A Embraer (EMBR3) anunciou um backlog recorde de US$ 29,7 bilhões ao final do segundo trimestre de 2025, marcando um crescimento de 40% em relação ao ano anterior e de 13% na comparação trimestral. Este resultado superou a expectativa do Itaú BBA, que previa US$ 28,6 bilhões. O aumento é impulsionado por pedidos recentes, como os da SkyWest, que adquiriu 60 aeronaves E175, e da SAS, com 45 unidades do modelo E195-E2.

As ações da Embraer reagiram positivamente, subindo 1,50%, cotadas a R$ 69,14. Apesar do desempenho robusto, analistas permanecem cautelosos devido à incerteza em torno das tarifas de 50% que os Estados Unidos podem impor sobre importações brasileiras, o que poderia impactar metade da receita da empresa. O Itaú BBA destaca que, embora o crescimento do backlog seja um sinal positivo, as tarifas ainda geram um cenário de incerteza.

Desempenho por Segmento

O segmento de aviação comercial da Embraer apresentou um backlog de US$ 13,1 bilhões, o maior em oito anos, com um aumento de 31% no trimestre. O índice de pedidos sobre vendas (book-to-bill) alcançou 1,8 vez nos últimos 12 meses, refletindo uma demanda robusta. Na aviação executiva, a empresa entregou 25% da projeção anual no trimestre, superando a média dos últimos cinco anos.

No setor de Defesa e Segurança, a carteira de pedidos totalizou US$ 4,3 bilhões, um crescimento de 3% em relação ao trimestre anterior e o dobro em comparação ao ano passado. O Bradesco BBI destaca a escolha do C-390 pela Lituânia e a aquisição de mais aeronaves por Portugal como fatores que podem sustentar o crescimento do segmento.

Riscos e Incertezas

Apesar do crescimento expressivo, o Banco Safra alerta que o backlog da Embraer ainda não reflete o impacto potencial das tarifas dos EUA. Se as tarifas forem implementadas, a empresa poderá enfrentar um risco significativo na redução de novos pedidos.

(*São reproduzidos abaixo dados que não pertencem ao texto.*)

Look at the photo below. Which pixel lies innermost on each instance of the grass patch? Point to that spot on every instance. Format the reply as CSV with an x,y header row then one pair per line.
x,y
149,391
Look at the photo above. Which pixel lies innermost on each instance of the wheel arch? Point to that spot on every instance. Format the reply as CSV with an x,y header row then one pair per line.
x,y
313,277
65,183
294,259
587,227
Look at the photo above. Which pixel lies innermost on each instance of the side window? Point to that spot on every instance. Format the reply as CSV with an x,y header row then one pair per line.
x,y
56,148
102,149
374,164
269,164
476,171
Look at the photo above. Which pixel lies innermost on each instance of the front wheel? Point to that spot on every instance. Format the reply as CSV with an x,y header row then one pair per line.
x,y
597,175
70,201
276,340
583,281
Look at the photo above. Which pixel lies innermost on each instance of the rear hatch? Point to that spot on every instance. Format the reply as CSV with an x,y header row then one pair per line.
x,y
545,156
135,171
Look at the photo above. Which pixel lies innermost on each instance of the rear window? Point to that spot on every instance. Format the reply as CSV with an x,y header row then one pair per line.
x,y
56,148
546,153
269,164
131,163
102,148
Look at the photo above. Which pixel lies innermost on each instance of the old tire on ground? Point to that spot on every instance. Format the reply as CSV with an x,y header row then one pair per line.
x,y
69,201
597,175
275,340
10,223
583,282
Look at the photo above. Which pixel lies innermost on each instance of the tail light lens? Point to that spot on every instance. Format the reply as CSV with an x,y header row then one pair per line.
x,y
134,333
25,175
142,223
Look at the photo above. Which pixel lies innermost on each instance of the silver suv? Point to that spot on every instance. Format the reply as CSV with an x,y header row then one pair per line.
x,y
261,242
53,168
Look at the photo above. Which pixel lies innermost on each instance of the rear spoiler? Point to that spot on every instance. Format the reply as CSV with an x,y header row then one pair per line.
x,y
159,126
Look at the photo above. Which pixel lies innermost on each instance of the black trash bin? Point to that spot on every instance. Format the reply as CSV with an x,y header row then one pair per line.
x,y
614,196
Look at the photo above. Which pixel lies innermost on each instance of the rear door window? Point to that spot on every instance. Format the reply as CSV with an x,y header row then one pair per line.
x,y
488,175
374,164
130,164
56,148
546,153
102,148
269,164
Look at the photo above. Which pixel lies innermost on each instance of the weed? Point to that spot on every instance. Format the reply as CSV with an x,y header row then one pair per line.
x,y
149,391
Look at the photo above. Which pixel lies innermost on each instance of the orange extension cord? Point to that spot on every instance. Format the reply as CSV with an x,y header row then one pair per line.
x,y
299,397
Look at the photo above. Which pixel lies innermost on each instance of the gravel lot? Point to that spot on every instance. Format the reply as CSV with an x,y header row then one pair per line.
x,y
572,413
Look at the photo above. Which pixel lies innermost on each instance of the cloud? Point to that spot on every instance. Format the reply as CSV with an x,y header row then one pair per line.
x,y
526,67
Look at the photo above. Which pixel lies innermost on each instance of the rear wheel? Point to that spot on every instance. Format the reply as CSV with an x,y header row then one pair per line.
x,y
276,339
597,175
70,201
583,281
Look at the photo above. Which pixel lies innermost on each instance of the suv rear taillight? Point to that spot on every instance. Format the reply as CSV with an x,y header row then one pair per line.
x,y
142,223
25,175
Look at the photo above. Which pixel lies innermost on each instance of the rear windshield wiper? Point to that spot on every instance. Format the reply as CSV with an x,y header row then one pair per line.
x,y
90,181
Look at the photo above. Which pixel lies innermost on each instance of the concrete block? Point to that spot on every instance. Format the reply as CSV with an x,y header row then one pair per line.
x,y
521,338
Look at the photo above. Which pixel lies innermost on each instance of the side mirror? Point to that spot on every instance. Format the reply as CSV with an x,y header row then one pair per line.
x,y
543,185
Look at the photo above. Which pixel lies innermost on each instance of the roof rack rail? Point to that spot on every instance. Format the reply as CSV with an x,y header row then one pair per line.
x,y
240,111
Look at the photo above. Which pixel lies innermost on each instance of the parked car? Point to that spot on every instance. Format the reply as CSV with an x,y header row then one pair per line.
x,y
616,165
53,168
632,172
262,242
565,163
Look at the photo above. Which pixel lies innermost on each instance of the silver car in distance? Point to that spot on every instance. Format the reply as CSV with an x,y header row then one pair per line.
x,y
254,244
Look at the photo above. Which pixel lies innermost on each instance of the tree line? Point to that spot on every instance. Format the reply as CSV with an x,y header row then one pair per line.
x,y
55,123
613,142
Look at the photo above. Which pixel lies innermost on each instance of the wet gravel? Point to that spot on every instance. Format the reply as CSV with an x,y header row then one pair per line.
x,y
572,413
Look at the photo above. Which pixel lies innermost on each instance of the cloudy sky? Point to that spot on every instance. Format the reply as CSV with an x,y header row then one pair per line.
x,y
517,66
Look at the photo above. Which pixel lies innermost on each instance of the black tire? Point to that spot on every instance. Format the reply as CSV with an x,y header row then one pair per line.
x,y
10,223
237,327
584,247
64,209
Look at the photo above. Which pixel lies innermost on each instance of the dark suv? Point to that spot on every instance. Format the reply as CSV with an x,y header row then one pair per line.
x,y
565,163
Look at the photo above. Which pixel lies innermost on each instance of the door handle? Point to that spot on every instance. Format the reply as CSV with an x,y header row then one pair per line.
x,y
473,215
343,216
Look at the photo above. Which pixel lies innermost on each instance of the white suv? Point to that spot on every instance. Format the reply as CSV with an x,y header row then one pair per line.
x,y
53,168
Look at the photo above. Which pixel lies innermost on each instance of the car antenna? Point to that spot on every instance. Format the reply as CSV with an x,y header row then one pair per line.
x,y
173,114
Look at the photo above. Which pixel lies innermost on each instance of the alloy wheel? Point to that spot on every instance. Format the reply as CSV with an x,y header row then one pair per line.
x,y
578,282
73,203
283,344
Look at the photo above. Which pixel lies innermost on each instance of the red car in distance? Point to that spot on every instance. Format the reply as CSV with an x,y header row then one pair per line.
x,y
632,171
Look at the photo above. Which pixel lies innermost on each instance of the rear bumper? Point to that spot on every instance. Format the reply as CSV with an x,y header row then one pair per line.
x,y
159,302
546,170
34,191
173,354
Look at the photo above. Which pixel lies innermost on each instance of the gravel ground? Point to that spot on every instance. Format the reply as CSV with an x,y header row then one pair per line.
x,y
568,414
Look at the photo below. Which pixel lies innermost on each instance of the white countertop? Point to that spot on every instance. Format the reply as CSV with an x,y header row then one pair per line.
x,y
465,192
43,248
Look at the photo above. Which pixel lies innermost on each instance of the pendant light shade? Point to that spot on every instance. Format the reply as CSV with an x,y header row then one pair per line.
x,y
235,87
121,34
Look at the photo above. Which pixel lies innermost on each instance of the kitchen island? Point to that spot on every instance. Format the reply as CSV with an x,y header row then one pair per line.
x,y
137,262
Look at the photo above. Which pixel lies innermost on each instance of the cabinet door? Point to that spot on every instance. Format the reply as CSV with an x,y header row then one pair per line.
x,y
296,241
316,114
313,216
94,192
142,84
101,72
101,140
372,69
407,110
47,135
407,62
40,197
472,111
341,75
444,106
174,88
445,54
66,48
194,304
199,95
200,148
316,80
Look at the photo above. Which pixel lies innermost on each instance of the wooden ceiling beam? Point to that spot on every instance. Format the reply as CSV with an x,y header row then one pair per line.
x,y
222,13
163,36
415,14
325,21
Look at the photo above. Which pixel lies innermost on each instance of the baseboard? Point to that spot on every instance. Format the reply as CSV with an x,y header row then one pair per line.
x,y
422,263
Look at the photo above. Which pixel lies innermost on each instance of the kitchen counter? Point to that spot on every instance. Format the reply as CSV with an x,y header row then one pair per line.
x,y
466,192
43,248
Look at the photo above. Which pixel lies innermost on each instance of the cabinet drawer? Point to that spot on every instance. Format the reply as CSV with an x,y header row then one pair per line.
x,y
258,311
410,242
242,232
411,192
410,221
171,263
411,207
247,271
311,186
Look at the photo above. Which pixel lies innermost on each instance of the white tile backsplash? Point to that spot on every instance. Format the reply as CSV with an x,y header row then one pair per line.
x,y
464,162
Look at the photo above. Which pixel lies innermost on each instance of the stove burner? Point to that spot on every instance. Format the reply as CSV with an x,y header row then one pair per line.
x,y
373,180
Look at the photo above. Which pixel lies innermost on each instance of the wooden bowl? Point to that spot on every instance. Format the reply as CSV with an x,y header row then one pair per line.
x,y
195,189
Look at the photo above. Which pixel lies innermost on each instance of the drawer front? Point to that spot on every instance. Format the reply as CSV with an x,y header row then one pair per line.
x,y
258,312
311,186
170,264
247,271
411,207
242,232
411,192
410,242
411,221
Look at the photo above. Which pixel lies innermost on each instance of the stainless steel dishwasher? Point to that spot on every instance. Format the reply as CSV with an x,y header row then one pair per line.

O BTG Pactual e o JPMorgan também expressaram preocupações semelhantes, ressaltando que a incerteza em torno das tarifas pode limitar a reação positiva das ações da Embraer no mercado.

A Embraer divulgará seus resultados do segundo trimestre no dia 5 de agosto, antes da abertura do mercado, e os analistas aguardam com expectativa os desdobramentos relacionados às tarifas e seu impacto nos resultados futuros.